I'm looking at the Source Code located on this site: http://developer.classpath.org/doc/java/util/HashMap-source.html

Here's one of the snippets that is giving me trouble:

 157:   private transient Set<Map.Entry<K, V>> entries;

 594:   public Set<Map.Entry<K, V>> entrySet()
 595:   {
 596:     if (entries == null)
 597:       // Create an AbstractSet with custom implementations of those methods
 598:       // that can be overridden easily and efficiently.
 599:       entries = new AbstractSet<Map.Entry<K, V>>()
 600:       {
 601:         public int size()
 602:         {
 603:           return size;
 604:         }
 605: 
 606:         public Iterator<Map.Entry<K, V>> iterator()
 607:         {
 608:           // Cannot create the iterator directly, because of LinkedHashMap.
 609:           return HashMap.this.iterator(ENTRIES);
 610:         }
 611: 
 612:         public void clear()
 613:         {
 614:           HashMap.this.clear();
 615:         }
 616: 
 617:         public boolean contains(Object o)
 618:         {
 619:           return getEntry(o) != null;
 620:         }
 621: 
 622:         public boolean remove(Object o)
 623:         {
 624:           HashEntry<K, V> e = getEntry(o);
 625:           if (e != null)
 626:             {
 627:               HashMap.this.remove(e.key);
 628:               return true;
 629:             }
 630:           return false;
 631:         }
 632:       };
 633:     return entries;
 634:   }

Questions

  • On line 599 this code is instantiating the AbstractSet class. How is this possible? I've tried to recreate this on my own but I'm getting the expected compile errors.

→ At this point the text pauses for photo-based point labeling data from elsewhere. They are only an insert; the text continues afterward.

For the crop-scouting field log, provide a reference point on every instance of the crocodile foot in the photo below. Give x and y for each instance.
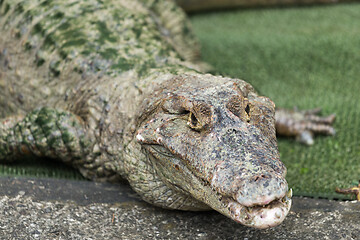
(303, 125)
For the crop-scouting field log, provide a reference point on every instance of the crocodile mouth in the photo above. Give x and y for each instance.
(261, 216)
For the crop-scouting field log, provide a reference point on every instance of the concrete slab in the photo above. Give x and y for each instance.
(65, 209)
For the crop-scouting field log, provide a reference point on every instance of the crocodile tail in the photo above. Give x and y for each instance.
(44, 133)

  • I'm assuming that the public methods in lines 601, 606, 612, 617 and 622 are anonymous inner classes? I've never used this functionality before so I'm iffy on how it works and the only examples I am finding online are fairly simplistic (and mostly involve Swing). I have to assume that line 599 is directly related to the anonymous class but I'm not following how.

I would very much appreciate it if someone could explain this to me! Thanks!

1

There are 1 answers

1
Jon Skeet On BEST ANSWER

On line 599 this code is instantiating the AbstractSet class. How is this possible?

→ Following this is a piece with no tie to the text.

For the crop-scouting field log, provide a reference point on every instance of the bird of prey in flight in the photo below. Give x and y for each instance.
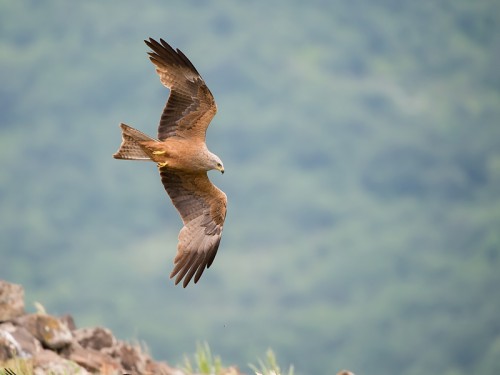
(183, 160)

Via an anonymous inner class. It's creating a concrete (but unnamed) subclass of AbstractSet. You can do the same for interfaces. For example:

Runnable runnable = new Runnable() {
    @Override public void run() {
        // Put some code in here...
    }
};

I'm assuming that the public methods in lines 601, 606, 612, 617 and 622 are anonymous inner classes?

No, the whole class is the anonymous inner class. These are implementing the abstract methods of AbstractSet.

I suggest you read the Java tutorial page on anonymous classes.